Painting is silent poetry, and poetry is painting that speaks.
About This Quote
This aphorism is traditionally attributed to Plutarch in the context of ancient discussions about the “sister arts” and the rivalry/kinship between word and image. In Greco-Roman literary culture, critics and moralists often compared poetry, rhetoric, and painting as parallel means of representing character, action, and emotion—one through language unfolding in time, the other through a visual scene grasped at once. The saying circulates in later anthologies and commonplace books as a compact formulation of that idea, frequently alongside the related Horatian tag *ut pictura poesis* (“as is painting, so is poetry”).
Interpretation
The aphorism proposes an equivalence between visual and verbal representation. Painting is “silent poetry” because it can convey story, mood, and moral meaning without speech; its rhetoric is composition, color, gesture, and symbol.

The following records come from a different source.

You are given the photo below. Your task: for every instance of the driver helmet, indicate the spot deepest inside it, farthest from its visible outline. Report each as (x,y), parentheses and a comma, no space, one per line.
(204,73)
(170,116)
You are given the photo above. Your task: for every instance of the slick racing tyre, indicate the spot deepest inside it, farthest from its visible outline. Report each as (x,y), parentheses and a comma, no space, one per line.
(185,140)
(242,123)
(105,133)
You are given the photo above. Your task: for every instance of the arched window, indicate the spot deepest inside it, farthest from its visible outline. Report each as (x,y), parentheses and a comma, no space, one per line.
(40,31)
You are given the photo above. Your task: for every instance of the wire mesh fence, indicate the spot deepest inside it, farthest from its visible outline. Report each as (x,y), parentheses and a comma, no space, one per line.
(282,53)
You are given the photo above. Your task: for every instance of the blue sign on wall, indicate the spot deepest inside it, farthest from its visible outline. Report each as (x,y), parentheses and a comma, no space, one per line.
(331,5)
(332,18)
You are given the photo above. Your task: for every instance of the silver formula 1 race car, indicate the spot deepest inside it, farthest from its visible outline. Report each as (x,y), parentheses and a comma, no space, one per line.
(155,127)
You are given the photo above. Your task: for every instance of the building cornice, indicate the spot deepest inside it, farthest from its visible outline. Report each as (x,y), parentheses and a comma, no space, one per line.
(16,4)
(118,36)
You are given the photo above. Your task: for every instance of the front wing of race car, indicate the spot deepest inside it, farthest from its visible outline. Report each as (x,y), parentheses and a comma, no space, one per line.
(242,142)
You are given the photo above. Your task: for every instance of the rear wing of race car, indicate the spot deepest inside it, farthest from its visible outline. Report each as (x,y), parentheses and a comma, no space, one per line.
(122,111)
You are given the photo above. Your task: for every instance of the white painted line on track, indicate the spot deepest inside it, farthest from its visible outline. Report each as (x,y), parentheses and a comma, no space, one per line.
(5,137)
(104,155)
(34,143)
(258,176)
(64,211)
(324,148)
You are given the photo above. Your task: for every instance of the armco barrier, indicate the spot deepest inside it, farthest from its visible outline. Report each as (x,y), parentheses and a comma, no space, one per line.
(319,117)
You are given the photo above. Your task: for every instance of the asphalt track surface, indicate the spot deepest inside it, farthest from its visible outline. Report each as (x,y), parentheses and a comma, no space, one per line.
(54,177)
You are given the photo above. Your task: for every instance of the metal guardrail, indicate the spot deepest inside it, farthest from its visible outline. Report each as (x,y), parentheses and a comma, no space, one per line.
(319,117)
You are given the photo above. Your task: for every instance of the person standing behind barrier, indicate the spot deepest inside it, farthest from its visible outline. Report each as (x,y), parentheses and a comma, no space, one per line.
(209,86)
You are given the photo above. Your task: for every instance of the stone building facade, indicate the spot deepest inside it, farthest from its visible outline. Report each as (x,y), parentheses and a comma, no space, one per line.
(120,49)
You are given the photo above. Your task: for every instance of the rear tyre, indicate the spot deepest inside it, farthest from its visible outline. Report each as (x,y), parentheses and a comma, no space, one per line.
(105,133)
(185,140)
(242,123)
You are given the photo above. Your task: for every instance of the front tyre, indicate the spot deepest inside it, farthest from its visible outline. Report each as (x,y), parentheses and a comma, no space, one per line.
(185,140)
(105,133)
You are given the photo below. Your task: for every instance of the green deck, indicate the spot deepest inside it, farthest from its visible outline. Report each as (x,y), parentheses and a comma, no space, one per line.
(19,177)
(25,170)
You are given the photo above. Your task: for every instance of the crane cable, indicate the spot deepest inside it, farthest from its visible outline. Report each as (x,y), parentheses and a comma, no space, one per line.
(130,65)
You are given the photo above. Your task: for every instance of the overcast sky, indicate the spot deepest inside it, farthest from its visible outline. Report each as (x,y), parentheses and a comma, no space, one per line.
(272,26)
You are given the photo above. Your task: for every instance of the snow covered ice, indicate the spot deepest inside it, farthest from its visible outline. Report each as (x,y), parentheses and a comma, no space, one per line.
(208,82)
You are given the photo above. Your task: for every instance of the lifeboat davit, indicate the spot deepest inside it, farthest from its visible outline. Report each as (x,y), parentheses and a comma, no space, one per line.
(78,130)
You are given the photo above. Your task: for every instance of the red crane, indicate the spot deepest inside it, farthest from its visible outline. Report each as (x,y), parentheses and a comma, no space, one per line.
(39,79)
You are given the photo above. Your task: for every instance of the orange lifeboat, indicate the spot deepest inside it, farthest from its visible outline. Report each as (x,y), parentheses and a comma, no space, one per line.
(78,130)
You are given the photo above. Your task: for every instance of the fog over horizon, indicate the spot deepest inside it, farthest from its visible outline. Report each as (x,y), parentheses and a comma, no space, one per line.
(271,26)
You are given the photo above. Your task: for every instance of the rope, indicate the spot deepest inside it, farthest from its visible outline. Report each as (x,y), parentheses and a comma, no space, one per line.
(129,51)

Poetry is “speaking painting” because language can create pictures in the mind—especially through imagery and ekphrasis—making absent things present. The line also implies complementary strengths: painting offers immediacy and simultaneity, while poetry unfolds in time and can articulate inner thought. As a critical principle, it invites readers and viewers to judge both arts by their power to render life vividly and persuasively.
Variations
1) “Painting is mute poetry, and poetry a speaking picture.”
2) “Painting is silent poetry; poetry is painting that speaks.”
3) “Poetry is a speaking picture; painting is silent poetry.”